Kayıt Ol

Yürek Yükü

Çevrimdışı

  • ***
  • 581
  • Rom: 47
  • Hayvan Yemeyelim!
    • Profili Görüntüle
    • http://bulentozgun.blogspot.com/
Yürek Yükü
« : 08 Ekim 2014, 02:39:09 »
                                                             
Bir varmış bir yokmuş. Evvel zaman içinde, zaman ki bilinmezin içinde, iyiliğin kötülükten daha çok görüldüğü, çocukların seslerini neşenin bürüdüğü zamanların birinde, bir köyün patika yolundayız şimdi. Siyah saçları geceden daha siyah, ak tenli, peri gözlü bir kız yürüyor patikada. Yanında babası, birlikte gecenin içinden evlerine gidiyorlar.

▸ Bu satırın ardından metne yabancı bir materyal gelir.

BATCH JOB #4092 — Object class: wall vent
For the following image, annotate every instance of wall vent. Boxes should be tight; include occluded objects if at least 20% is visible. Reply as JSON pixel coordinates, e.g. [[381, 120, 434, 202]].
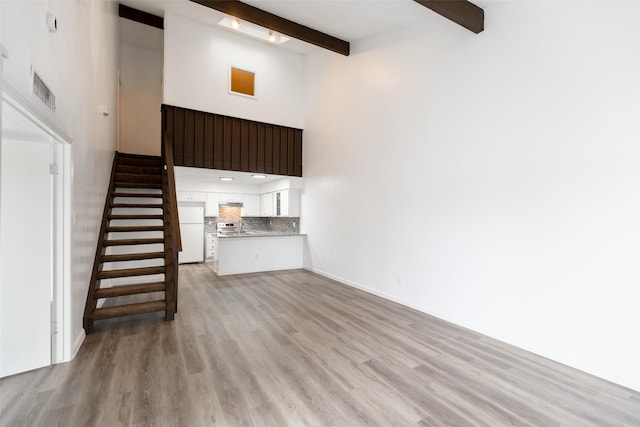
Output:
[[31, 68, 56, 113]]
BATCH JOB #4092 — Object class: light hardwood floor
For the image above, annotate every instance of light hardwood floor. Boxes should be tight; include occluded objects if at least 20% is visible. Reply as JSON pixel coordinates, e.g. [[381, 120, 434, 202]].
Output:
[[0, 264, 640, 426]]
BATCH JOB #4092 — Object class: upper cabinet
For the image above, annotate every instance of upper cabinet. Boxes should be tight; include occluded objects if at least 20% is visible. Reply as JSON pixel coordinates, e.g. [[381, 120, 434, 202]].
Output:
[[261, 189, 300, 217], [242, 194, 260, 216], [260, 193, 273, 216], [204, 193, 219, 216], [218, 193, 245, 203], [176, 191, 207, 203]]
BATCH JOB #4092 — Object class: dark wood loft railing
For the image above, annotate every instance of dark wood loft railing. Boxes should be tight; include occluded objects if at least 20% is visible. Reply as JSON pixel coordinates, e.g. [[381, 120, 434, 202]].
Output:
[[162, 104, 303, 176], [162, 133, 182, 318]]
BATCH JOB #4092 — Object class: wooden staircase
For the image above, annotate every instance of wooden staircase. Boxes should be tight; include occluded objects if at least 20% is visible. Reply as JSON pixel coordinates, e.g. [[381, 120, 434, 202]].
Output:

Kızın güzel yüzüne yorgunluğun örtüsü düşmüş, gülümseyişi zar zor görülüyor. Mutsuz değil ama. Yorgun sadece. Hayata güzel bakan ruhu olmasa yürüyecek takati yok. Ara sıra babasına gülümsüyor, ona geçmişteki güzel günlerden gelecek güzel günlere uzanan öyküler anlatıyor. Her gece yapar bunu. Çalıştıkları tarladan eve kadar uzanan o uzun yol, konuşmadan çekilmez yoksa. Babası da dinliyor kızının billur sesini. Kızına her bakışında gurur taşıyor gözlerinden.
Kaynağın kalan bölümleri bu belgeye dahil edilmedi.